Josh (the blog)

I’ve delivered simple, clear and easy-to-use services for 20 years, for startups, scaleups and government. I write about the nerdy bits here.


@joahua

WordPress comments and numeric entity codes

I received an email from Matt Thommes (matthom) today, regarding his comments on a post not showing up as he’d commented a few days back. I thought that was odd, because I don’t think I’ve ever moderated one of his comments — they’re perpetually relevant and on topic, or just said in good fun with taste –, and people who have posted here previously should be automatically authenticated and allowed to post.

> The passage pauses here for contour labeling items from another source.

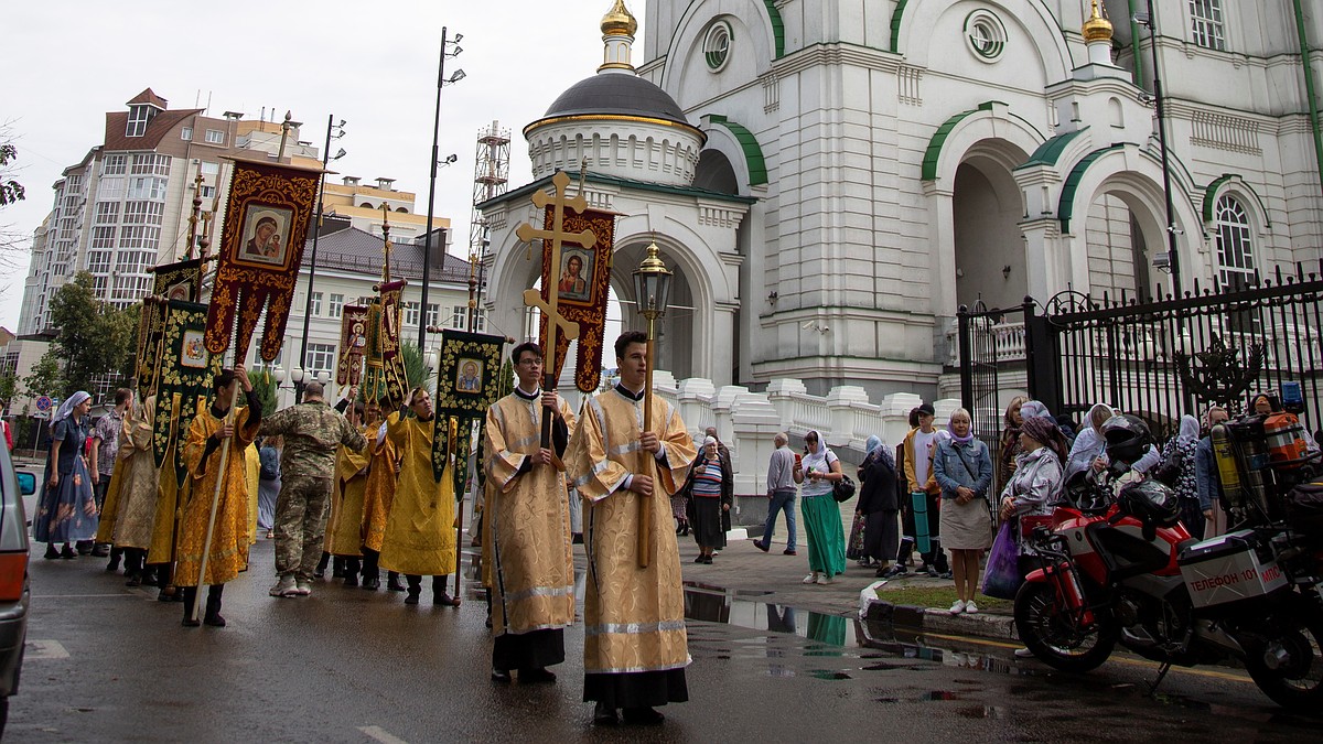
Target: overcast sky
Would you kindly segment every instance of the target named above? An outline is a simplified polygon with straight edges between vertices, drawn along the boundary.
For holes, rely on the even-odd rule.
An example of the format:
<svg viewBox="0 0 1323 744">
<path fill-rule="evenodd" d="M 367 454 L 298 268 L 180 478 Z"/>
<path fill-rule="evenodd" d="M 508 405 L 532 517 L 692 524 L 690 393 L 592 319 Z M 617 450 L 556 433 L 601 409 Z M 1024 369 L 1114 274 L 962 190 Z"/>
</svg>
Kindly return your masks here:
<svg viewBox="0 0 1323 744">
<path fill-rule="evenodd" d="M 437 175 L 438 216 L 467 257 L 476 135 L 492 119 L 511 130 L 511 188 L 528 183 L 521 130 L 602 62 L 598 24 L 611 0 L 282 0 L 210 4 L 140 0 L 9 3 L 0 61 L 8 122 L 28 199 L 0 210 L 0 225 L 29 236 L 52 207 L 50 184 L 99 144 L 106 111 L 151 87 L 171 109 L 210 114 L 262 107 L 304 122 L 302 139 L 321 147 L 328 114 L 348 120 L 332 144 L 349 154 L 331 169 L 396 179 L 427 210 L 441 29 L 462 33 L 446 61 L 441 154 L 459 160 Z M 628 0 L 643 21 L 643 0 Z M 642 40 L 643 32 L 639 30 Z M 643 62 L 642 41 L 634 62 Z M 16 330 L 28 256 L 0 269 L 0 326 Z"/>
</svg>

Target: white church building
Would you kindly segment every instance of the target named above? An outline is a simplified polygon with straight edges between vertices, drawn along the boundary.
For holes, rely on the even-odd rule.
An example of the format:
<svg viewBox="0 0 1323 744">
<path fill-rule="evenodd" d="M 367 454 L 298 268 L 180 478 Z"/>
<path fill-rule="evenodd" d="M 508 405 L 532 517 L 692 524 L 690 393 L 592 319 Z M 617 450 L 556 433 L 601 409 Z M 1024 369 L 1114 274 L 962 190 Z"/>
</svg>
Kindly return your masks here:
<svg viewBox="0 0 1323 744">
<path fill-rule="evenodd" d="M 655 241 L 676 273 L 658 367 L 714 388 L 931 398 L 962 304 L 1144 297 L 1172 267 L 1216 291 L 1318 259 L 1316 4 L 1146 5 L 648 0 L 639 54 L 617 0 L 603 65 L 524 128 L 534 181 L 483 205 L 488 312 L 527 327 L 538 266 L 515 230 L 581 164 L 620 214 L 626 327 Z"/>
</svg>

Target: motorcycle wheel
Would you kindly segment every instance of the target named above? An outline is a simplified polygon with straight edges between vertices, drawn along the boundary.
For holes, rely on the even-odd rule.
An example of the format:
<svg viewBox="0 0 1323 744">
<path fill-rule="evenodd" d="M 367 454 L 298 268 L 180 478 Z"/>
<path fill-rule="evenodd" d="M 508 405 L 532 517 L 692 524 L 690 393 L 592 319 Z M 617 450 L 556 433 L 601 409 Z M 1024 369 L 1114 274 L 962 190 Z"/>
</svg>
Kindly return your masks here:
<svg viewBox="0 0 1323 744">
<path fill-rule="evenodd" d="M 1323 610 L 1293 602 L 1258 629 L 1267 646 L 1250 651 L 1245 669 L 1254 684 L 1283 708 L 1318 714 L 1323 707 Z M 1270 657 L 1275 667 L 1269 666 Z"/>
<path fill-rule="evenodd" d="M 1049 584 L 1025 582 L 1015 596 L 1015 630 L 1033 655 L 1053 669 L 1085 673 L 1107 661 L 1117 629 L 1107 610 L 1094 610 L 1094 626 L 1080 630 L 1061 614 Z"/>
</svg>

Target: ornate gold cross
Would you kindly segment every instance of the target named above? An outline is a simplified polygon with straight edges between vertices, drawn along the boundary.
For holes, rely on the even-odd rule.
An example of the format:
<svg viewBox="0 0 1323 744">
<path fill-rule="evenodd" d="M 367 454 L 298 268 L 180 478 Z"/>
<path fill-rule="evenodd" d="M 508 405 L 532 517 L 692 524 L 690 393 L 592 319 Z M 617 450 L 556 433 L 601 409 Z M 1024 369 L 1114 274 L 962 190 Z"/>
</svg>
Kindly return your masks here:
<svg viewBox="0 0 1323 744">
<path fill-rule="evenodd" d="M 569 207 L 579 213 L 587 209 L 587 200 L 583 199 L 582 189 L 574 199 L 568 199 L 565 196 L 565 189 L 570 185 L 570 177 L 565 173 L 565 171 L 558 171 L 554 176 L 552 176 L 552 185 L 556 187 L 554 197 L 549 196 L 544 191 L 533 192 L 533 207 L 537 207 L 540 213 L 545 214 L 548 204 L 554 207 L 552 210 L 552 229 L 544 230 L 534 228 L 529 222 L 524 222 L 517 230 L 515 230 L 519 240 L 524 242 L 541 238 L 544 244 L 546 241 L 550 241 L 552 244 L 549 257 L 552 267 L 546 274 L 546 281 L 549 282 L 546 286 L 546 301 L 542 301 L 542 295 L 537 290 L 524 290 L 524 304 L 528 307 L 536 307 L 546 314 L 548 348 L 544 349 L 544 356 L 546 356 L 548 360 L 548 375 L 550 375 L 552 369 L 556 369 L 557 363 L 556 330 L 560 328 L 561 332 L 565 334 L 566 339 L 574 340 L 578 338 L 578 323 L 570 323 L 560 312 L 560 285 L 556 279 L 556 273 L 561 267 L 561 246 L 565 242 L 572 242 L 591 250 L 593 246 L 597 245 L 597 236 L 593 234 L 593 230 L 583 230 L 582 233 L 565 232 L 565 208 Z"/>
</svg>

His problem arose, he says, when trying to include certain character entities, or when posting twice on the same topic. I think I’ve misproved the twice-on-same-comment thing, but the entity concern is valid — when using numeric entity codes. (Those are the ones that take the form &#xxxx; where xxxx is a number)

There’s not much documentation on this, but it would appear it’s an inherent WordPress anti-spam procedure, lest spammers encode their entire message in this way (that would have negligible SEO benefit, but carefully crafted messages can entice users, and the ease of distribution means that the chance of someone clicking through makes it worthwhile, for them) and thus avoid detection.

In fact, the only near-official word I could find on the matter was this comment on Matt Mullenweg’s (WP lead developer) weblog, in which he states:

I do block comments with numeric entities lower than a certain number.

Whether or not this holds true for the WordPress platform as a whole, I can’t say conclusively — though it seems that’s the symptom, here.

In Matthom’s case, the concern was marking up an HTML tag for display in a comment — using entity codes < (<) and > (>).

I usually use < and > for this purpose, so I hadn’t noticed the problem until now. That works fine, but I think WordPress deleting this outright is a little extreme… Not entirely sure what the problem is here.